People who want to make quick and firm decisions, shorn of ambiguity, also generalise about others, said Arne Roets and Alain Van Hiel from the Ghent University, Belgium.

“Of course, everyone has to make decisions, but some people really hate uncertainty and therefore quickly rely on the most obvious information,” said Roets, who led the study.

That is also why they favour authorities and social norms which make it easier to make decisions and stick to them, the journal Current Directions in Psychological Science reports.

“If you provide information that contradicts their decision, they just ignore it,” Roets, a psychologist, said, according to a Ghent statement.

People who need to make quick judgements will judge a new person based on what they already believe about their category. “The easiest and fastest way to judge is to say, for example, ok, this person is a black man.”

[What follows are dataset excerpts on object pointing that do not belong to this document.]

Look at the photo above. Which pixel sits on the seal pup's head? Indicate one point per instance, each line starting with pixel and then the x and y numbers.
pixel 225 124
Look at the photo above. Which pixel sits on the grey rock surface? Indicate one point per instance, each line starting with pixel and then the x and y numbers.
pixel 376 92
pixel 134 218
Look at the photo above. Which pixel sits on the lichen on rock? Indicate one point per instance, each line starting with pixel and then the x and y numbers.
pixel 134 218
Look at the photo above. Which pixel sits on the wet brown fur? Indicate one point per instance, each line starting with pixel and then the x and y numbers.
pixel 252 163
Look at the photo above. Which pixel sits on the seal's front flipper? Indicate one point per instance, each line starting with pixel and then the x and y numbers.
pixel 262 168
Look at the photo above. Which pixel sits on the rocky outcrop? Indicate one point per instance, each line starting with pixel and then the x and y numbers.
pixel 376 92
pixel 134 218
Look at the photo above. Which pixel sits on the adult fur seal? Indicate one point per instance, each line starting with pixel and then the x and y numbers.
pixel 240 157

“If you just use your ideas about what black men are generally like, that’s an easy way to have an opinion of that person,” Roets said. “You say, ‘he’s part of this group, so he’s probably like this’.”

It’s virtually impossible to change the basic way that people think. Now for the good news: It’s possible to actually also use this way of thinking to reduce people’s prejudice.

If people who need quick answers meet people from other groups and like them personally, they were likely to use this positive experience to form their views of the whole group.